Title
#fleet
c

crimsonknave

04/09/2021, 5:53 PM
I'm seeing the following errors in my logs
"err":"retrieve live queries: receive sql: redigo: nil returned"
. They appear to be caused either be running a query live via
fleetctl
or ending one of those queries early. However, the errors keep popping up in the logs long after any queries are being run. They seem to spike up in regular 5 minute intervals, which is my
logger_tls_period
. Is there something I can do to fix these?
zwass

zwass

04/09/2021, 5:59 PM
Is 5 minutes also your distributed_interval?
c

crimsonknave

04/09/2021, 6:06 PM
No, that's 30 seconds
6:09 PM
But, I haven't run a live query in over an hour and I'm still seeing these messages come in
6:14 PM
Well, they're less regular in 5 minute increments now, but that could be due to more than one query stuck like this
6:15 PM
From what I can tell the redis is empty (but redis is a bit of a mystery to me)
zwass

zwass

04/09/2021, 6:16 PM
keys '*'
returns nothing?
c

crimsonknave

04/09/2021, 6:17 PM
I'm using redis commander and there aren't any entries in the GUI. I got an error when I tried to run that in the commandline bit. Let me dig a bit more.
6:20 PM
The tree view should show keys, but it's empty. Which is what I recall when I had to go in and clean up the live queries before the cleanup logic was implemented.
6:20 PM
Also, we just updated to 3.10.1 from 3.1 (I think, it was old).
6:21 PM
I added a test key and can see it in the tree, so I'm pretty sure it's empty aside from that key.
zwass

zwass

04/09/2021, 6:25 PM
Okay thanks for all that info.
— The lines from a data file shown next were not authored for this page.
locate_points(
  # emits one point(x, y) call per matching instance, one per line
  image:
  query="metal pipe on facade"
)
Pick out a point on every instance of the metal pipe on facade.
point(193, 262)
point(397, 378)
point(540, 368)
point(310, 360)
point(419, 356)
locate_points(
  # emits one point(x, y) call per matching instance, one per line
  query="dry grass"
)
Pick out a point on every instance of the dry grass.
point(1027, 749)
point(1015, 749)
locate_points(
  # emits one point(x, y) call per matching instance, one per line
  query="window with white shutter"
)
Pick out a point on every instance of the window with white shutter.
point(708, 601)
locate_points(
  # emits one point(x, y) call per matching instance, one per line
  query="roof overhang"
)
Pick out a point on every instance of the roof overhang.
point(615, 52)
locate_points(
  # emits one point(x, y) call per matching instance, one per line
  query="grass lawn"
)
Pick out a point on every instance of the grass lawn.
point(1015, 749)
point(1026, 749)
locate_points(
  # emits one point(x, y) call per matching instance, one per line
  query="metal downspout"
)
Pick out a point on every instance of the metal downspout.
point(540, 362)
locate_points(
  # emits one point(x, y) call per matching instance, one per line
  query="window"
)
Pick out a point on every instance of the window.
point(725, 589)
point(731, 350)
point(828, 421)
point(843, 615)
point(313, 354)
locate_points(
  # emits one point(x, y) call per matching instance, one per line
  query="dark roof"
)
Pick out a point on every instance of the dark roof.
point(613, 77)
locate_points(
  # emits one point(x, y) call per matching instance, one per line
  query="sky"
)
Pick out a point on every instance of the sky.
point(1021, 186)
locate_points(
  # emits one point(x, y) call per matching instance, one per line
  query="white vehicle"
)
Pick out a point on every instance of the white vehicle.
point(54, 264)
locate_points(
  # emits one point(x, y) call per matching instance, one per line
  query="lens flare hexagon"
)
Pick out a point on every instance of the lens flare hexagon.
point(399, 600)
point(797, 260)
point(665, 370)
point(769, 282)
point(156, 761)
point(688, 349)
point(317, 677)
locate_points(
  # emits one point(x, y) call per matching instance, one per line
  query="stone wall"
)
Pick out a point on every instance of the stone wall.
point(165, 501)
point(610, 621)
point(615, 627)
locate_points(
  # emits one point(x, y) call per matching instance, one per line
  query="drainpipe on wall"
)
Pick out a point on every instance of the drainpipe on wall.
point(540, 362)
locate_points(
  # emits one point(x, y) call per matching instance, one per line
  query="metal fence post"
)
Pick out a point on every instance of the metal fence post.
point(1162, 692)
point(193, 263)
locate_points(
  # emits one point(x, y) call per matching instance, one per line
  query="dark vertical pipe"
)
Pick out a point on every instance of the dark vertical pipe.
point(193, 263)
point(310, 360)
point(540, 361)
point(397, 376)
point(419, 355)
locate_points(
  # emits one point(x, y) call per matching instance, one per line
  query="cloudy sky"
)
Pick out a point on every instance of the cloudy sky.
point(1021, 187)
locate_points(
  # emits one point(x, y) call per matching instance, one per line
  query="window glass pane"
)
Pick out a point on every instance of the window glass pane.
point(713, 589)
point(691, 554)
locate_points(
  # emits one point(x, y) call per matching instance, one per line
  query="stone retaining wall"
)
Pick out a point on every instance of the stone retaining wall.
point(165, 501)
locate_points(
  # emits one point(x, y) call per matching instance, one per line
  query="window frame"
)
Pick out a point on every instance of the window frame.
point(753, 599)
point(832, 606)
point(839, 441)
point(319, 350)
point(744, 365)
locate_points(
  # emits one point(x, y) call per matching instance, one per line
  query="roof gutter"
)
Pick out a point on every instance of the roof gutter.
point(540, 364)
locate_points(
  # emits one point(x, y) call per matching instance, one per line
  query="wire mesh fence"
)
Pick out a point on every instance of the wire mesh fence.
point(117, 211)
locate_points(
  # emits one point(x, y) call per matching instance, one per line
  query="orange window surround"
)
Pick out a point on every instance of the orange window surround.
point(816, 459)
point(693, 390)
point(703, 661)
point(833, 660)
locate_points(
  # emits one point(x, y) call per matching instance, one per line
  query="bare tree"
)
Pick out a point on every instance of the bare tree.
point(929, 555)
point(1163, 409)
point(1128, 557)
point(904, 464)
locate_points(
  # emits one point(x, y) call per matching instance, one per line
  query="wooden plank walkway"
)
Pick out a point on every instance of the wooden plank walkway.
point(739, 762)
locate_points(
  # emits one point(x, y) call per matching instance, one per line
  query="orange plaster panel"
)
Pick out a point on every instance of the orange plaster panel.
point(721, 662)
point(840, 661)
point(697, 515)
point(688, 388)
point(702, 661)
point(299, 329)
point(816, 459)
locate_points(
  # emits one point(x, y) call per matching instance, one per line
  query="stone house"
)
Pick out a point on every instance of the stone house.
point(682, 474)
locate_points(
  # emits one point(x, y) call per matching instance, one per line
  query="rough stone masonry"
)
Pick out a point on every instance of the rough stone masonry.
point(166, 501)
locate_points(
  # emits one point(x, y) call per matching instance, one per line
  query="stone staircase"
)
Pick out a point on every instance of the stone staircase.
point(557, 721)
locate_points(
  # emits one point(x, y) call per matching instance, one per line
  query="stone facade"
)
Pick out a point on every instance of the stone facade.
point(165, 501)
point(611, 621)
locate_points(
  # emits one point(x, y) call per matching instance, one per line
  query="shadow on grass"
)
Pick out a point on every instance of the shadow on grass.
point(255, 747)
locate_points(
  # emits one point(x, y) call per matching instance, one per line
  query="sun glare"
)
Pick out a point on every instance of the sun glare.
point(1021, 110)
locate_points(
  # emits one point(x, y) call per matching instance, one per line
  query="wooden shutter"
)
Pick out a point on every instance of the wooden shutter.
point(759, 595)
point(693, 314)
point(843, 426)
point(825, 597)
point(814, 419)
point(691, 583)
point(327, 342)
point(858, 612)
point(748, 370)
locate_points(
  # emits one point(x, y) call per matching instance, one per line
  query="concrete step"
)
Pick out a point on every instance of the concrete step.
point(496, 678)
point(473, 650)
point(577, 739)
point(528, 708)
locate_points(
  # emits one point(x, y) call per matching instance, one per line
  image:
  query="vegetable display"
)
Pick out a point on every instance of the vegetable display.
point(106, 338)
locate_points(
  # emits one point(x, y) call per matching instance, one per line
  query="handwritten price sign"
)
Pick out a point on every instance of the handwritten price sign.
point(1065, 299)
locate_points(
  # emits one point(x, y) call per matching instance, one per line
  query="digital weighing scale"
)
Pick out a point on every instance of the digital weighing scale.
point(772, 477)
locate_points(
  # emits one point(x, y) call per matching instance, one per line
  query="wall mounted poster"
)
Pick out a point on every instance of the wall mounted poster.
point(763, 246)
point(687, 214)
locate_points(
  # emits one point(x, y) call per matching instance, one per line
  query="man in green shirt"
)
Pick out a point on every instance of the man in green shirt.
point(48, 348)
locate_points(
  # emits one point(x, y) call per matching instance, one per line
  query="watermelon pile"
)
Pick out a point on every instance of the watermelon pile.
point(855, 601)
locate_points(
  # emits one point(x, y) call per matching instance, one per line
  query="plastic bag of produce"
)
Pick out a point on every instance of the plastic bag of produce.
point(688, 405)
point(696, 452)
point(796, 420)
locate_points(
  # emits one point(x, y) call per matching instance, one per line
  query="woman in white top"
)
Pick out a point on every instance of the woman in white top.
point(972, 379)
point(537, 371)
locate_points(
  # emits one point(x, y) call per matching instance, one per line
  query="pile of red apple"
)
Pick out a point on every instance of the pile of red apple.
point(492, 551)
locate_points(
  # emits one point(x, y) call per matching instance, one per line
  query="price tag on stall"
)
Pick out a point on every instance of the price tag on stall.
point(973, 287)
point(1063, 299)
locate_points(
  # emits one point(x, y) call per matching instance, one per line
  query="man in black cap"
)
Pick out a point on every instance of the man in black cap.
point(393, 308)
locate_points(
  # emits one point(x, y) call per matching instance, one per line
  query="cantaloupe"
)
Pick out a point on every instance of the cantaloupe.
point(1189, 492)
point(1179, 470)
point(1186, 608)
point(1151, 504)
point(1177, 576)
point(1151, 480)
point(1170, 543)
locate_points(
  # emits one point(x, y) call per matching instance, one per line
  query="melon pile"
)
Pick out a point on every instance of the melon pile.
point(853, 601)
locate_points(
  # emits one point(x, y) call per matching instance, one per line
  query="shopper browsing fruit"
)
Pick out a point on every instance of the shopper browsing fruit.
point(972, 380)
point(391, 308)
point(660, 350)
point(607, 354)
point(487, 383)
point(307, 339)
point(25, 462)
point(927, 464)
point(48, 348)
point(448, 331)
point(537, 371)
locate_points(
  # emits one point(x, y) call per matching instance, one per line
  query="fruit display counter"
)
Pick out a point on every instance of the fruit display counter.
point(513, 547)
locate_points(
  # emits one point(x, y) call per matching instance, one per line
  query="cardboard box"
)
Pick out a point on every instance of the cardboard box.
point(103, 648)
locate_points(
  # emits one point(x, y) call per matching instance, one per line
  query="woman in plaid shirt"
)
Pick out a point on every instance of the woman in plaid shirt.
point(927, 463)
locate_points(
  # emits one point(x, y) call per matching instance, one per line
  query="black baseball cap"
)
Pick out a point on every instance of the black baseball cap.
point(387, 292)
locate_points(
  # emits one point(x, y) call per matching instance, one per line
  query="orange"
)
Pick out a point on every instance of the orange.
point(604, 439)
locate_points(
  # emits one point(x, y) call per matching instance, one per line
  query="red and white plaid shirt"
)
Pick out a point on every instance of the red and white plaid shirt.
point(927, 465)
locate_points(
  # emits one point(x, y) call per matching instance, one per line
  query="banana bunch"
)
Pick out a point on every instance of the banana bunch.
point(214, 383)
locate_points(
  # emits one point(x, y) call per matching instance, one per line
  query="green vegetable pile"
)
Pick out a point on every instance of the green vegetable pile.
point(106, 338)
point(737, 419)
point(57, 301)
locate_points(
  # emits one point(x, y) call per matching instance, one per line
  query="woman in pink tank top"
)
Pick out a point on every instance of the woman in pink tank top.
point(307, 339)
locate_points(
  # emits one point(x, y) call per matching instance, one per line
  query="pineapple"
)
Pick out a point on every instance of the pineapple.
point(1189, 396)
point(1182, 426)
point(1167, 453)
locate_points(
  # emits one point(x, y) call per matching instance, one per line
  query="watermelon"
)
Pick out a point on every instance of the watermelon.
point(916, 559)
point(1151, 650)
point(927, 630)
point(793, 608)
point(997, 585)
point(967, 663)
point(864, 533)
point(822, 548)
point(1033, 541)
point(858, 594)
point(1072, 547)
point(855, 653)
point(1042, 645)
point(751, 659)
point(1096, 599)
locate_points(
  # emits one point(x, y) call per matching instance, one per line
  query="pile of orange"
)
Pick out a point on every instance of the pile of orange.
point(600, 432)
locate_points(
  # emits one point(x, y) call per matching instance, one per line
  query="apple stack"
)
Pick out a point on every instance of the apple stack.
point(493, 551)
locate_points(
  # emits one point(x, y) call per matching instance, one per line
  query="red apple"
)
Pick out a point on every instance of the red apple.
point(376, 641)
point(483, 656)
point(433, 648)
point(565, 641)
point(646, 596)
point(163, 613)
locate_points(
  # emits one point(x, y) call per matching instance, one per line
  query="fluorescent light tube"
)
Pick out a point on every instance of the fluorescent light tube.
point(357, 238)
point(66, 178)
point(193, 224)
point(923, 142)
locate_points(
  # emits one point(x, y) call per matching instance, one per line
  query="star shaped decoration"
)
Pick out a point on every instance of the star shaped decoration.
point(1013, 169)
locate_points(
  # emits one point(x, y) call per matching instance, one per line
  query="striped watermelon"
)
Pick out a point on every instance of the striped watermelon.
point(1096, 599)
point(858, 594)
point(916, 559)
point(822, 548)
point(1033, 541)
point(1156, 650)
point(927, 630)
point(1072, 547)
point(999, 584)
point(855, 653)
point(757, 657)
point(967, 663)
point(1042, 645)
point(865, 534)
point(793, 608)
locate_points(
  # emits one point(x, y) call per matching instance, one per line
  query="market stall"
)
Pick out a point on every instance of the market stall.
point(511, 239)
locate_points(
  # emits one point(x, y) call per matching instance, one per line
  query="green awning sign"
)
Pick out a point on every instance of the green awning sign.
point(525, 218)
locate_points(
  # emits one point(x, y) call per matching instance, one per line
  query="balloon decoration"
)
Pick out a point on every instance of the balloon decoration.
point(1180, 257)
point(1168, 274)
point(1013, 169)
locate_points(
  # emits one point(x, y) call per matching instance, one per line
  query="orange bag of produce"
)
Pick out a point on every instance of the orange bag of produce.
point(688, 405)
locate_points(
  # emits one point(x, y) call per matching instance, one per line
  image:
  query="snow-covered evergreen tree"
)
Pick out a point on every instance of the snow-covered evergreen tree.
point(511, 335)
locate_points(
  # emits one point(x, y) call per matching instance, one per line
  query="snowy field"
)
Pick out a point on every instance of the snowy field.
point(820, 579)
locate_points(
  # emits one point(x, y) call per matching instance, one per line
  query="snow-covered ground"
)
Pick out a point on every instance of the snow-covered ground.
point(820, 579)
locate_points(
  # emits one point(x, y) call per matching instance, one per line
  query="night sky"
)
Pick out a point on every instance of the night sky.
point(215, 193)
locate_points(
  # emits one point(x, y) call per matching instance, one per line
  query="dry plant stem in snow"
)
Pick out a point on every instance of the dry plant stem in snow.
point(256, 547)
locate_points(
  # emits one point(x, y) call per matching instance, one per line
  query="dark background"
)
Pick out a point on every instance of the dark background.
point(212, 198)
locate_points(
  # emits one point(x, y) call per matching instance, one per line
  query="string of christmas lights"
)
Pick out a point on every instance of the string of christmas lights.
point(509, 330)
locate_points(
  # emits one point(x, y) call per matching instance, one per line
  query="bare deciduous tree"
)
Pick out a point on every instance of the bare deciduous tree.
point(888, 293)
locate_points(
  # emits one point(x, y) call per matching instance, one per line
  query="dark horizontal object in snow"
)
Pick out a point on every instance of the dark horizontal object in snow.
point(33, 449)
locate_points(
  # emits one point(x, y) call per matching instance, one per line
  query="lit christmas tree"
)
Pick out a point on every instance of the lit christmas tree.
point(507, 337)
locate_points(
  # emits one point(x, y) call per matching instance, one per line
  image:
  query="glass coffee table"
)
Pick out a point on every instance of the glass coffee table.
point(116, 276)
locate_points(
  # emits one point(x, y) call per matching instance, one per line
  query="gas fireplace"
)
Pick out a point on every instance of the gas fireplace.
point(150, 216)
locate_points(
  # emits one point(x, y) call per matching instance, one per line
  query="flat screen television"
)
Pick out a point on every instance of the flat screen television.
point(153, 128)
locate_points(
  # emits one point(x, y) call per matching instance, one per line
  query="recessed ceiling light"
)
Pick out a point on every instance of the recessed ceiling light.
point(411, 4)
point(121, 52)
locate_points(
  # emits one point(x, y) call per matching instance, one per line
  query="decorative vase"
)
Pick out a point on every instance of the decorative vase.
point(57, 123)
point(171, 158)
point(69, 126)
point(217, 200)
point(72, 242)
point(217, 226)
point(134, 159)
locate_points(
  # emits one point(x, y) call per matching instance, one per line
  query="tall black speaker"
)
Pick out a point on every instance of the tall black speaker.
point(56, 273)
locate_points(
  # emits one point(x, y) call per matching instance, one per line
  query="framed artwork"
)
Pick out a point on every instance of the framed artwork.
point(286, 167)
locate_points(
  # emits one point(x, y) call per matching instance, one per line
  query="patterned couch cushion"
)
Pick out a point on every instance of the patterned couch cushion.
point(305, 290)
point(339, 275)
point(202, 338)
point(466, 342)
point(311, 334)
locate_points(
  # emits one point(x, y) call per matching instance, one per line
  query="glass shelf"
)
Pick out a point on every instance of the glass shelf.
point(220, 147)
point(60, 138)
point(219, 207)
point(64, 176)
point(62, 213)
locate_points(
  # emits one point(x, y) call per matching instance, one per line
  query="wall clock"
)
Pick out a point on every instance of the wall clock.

I'm going to see if we can do some better cleanup for this in the next release.
c

crimsonknave

04/09/2021, 6:40 PM
Thanks! Two quick questions, are these sort of errors something I should be worried about? Are the expected if I run or cancel a query?
zwass

zwass

04/09/2021, 6:41 PM
I don't think you need to worry about them. We're being overly noisy about cleaning up older queries.
6:41 PM
But it is strange that you still see them even though Redis is empty... You shouldn't be able to hit that code path if Redis is empty.
c

crimsonknave

04/09/2021, 6:47 PM
Anything else I can do to debug right now?
zwass

zwass

04/09/2021, 6:49 PM
Is it still happening even after verifying Redis empty?
c

crimsonknave

04/09/2021, 6:49 PM
Yup, I also redeployed our fleet (in kubernetes)
zwass

zwass

04/09/2021, 6:49 PM
Are you seeing those errors in the Fleet server logs or in the logs that osquery clients are writing to Fleet?
6:49 PM
Can you paste a full log line?
c

crimsonknave

04/09/2021, 6:50 PM
That was from Fleet, one sec. I may have misspoken.
6:51 PM
I am still seeing them. 9k in the last 15 minutes.
6:52 PM
{
  "component": "service",
  "err": "retrieve live queries: receive sql: redigo: nil returned",
  "ip_addr": "10.125.6.0:19173",
  "level": "info",
  "method": "GetDistributedQueries",
  "took": "12.15416ms",
  "ts": "2021-04-09T18:50:47.401563414Z",
  "x_for_ip_addr": "10.127.50.32"
}
zwass

zwass

04/09/2021, 6:54 PM
Is it possible your Redis UI is connected to a different DB than Fleet? Can you verify by running a live query and seeing that some keys appear?
c

crimsonknave

04/09/2021, 6:56 PM
Running one now. I see
livequery
and
sql
6:56 PM
Canceled it and those went away
zwass

zwass

04/09/2021, 7:06 PM
And does live query actually work? I'm just looking at the code and it seems like it should not be possible to hit that line if there are no keys at all.
c

crimsonknave

04/09/2021, 7:08 PM
Yup, last time I let it run for a while I got
⠓ 59% responded (100% online) | 7169/12159 targeted hosts (7169/7205 online)
before it felt like it wasn't going to get any more.
7:08 PM
And a bunch of data flowed in
7:09 PM
There are keys when the query runs, when I cancel it they get cleaned up.